Manbearcat
Legend
In 4E, are drow weapons mundane or are they magical and salvageable? If you disarm the hobgoblin's staff, does he lose his implement for shocking? How do the PCs "know" to spend 10 minutes or not differentiating the useful magical loot from the useless loot that were merely implemental to their owners? What do treasure parcels imply is happening in the fiction, or is it merely uninteresting to the story? I'm curious, because it seems to mirror the hit point self-awareness angle as well.
I think the totality of your answer lies in a simple acknowledgement. 4e, unlike AD&D 2e and 3.x, doesn't willfully attempt to convince its operators to divorce themselves from the metagame, or at least to mask its existence through various means. It embraces it. This is a guiding principle of the scope of its design. With 4e being Heinsoo's D&D, unsurprisingly, 13th Age stridently advocates the same approach. All the various parts, from setting/backdrop to PC build components, can move from mere background color ("say yes") to actual mechanical resolution ("or roll the dice") as is required to properly pace the game and keep everyone engaged in the conflict they are interested in.
To answer your questions:
1) Drow weapons, the ends of general labor and material by drow, are mundane. There is some specific mundane equipment that, while not magical, may have specific (yet mundane) properties that make them superior. The Drow Long Knife is an example; Superior one-handed melee weapon (+ 3, 1d6, 5/10 range, Heavy Blade Group, Heavy Thrown and Offhand Properties. Then there are magical items that are expected to have specific relevance to drow culture (such as a Piwafwi).
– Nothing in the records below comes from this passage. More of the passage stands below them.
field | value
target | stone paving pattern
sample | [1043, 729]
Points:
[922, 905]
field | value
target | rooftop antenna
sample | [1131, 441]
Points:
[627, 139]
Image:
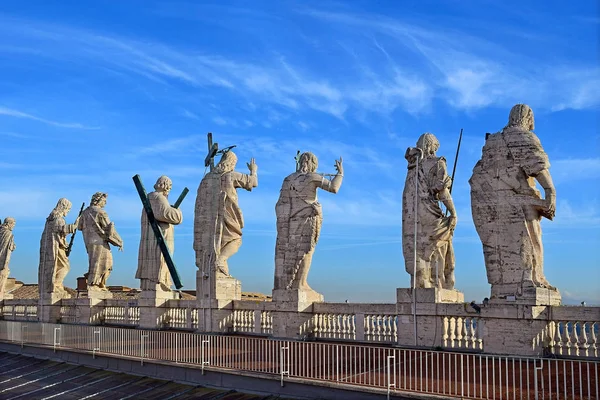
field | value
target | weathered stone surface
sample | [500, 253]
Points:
[299, 219]
[429, 295]
[435, 254]
[218, 223]
[507, 210]
[7, 246]
[152, 271]
[54, 263]
[98, 234]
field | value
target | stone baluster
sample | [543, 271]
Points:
[460, 325]
[575, 339]
[567, 338]
[452, 330]
[585, 344]
[445, 329]
[552, 336]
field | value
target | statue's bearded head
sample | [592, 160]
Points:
[308, 162]
[521, 115]
[227, 162]
[10, 222]
[428, 143]
[99, 199]
[163, 184]
[63, 207]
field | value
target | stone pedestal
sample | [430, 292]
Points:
[431, 305]
[429, 295]
[525, 293]
[89, 310]
[515, 329]
[215, 297]
[152, 306]
[293, 311]
[49, 306]
[297, 299]
[225, 288]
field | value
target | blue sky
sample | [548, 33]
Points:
[92, 93]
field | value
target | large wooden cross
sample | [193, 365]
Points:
[157, 232]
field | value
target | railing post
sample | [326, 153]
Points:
[142, 352]
[360, 326]
[188, 317]
[257, 321]
[390, 384]
[94, 348]
[203, 362]
[284, 371]
[55, 343]
[126, 315]
[535, 370]
[23, 332]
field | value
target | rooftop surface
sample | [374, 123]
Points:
[23, 377]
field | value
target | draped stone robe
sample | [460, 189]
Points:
[434, 231]
[299, 220]
[7, 246]
[506, 209]
[98, 233]
[218, 219]
[152, 267]
[54, 263]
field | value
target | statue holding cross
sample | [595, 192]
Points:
[154, 269]
[218, 219]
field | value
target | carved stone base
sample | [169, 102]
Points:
[159, 294]
[296, 299]
[524, 294]
[98, 294]
[89, 310]
[49, 306]
[429, 295]
[225, 288]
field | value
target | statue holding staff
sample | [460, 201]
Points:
[54, 262]
[98, 234]
[299, 219]
[7, 246]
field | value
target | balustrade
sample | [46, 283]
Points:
[462, 333]
[573, 338]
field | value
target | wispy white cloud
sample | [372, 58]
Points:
[574, 169]
[20, 114]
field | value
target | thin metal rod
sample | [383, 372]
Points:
[416, 208]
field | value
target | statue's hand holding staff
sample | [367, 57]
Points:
[252, 166]
[338, 166]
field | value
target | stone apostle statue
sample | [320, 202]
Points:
[435, 254]
[54, 263]
[218, 219]
[152, 269]
[98, 234]
[507, 208]
[299, 219]
[7, 246]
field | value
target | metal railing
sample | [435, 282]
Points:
[392, 370]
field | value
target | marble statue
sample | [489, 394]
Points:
[98, 234]
[507, 208]
[435, 253]
[218, 219]
[299, 219]
[152, 269]
[54, 262]
[7, 246]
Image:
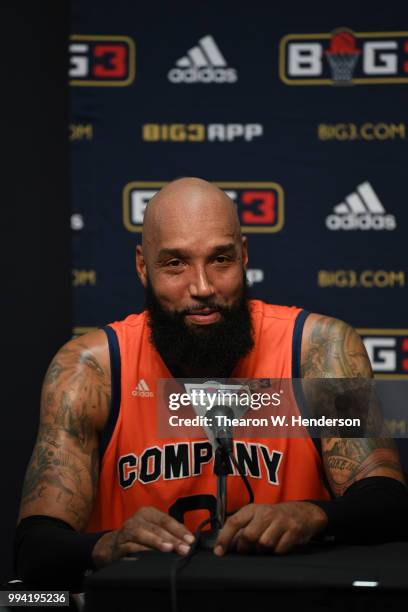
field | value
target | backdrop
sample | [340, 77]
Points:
[299, 112]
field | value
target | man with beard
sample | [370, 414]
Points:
[100, 484]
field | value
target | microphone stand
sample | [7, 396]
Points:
[221, 464]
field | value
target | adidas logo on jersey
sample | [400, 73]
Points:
[142, 389]
[203, 64]
[361, 210]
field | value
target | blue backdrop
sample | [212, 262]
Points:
[300, 112]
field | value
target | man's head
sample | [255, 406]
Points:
[192, 264]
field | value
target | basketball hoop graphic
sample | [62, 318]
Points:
[342, 56]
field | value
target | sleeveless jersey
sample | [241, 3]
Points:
[176, 475]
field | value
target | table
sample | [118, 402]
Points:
[321, 576]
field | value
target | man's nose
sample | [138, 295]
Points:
[200, 285]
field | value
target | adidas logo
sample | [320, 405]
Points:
[142, 389]
[203, 64]
[361, 210]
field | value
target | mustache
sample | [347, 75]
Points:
[210, 305]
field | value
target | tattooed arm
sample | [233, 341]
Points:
[62, 475]
[332, 349]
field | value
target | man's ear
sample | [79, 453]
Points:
[244, 251]
[141, 265]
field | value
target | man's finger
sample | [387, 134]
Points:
[234, 523]
[168, 523]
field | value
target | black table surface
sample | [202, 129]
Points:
[315, 566]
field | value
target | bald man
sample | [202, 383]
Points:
[100, 485]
2) No, he doesn't lose his ability to shock people if he is disarmed from his staff. The implement keyword means that magic can be channeled through it (requiring proficiency with the implement) and empowered if the implement is magic (such as a + 1). An unmagical implement, unless it is superior (and then it has properties), is merely color mechanically (but perhaps a sign of power or ritual for the owner). However, there are high level magical implements in the game that specifically have At-Will spells stored in them that let the user cast them if he has proficiency (typically as an encounter power).
3) Discerning magic is a straight-forward affair for anyone trained in Arcana (any group will typically have one or more). The character spends a Minor or Standard Action (depending upon what they are trying to identify) and resolves the check mechanically (Moderate or Hard DC depending on what they are doing).
Regarding magic items, it is assumed that a wielder immediately knows the magic properties of a magic item (there is no more procedural ritualizing the "identify item" D&D trope; flapping your arms as a bird or spending hours and pearls). An item with a cursed property, however, will stay hidden until the trigger condition is met. The curse stays until a DIsenchant Magic Item or Remove Affliction ritual is used or something else campaign-specific occurs.
4) Treasure Parcels are a GM-side metagame tool to properly dispense loot to the group such that the expectant wealth/treasure by level balance is maintained. Treasure is a PC build resource in 4e so it is inherent to the expectant balance and is another tool to diversify/bulwark archetype and enrich PCs thematically for in-fiction outcomes (such as a Divine Boon by a pleased deity or an earned martial Alt Advancement exploit after training with someone).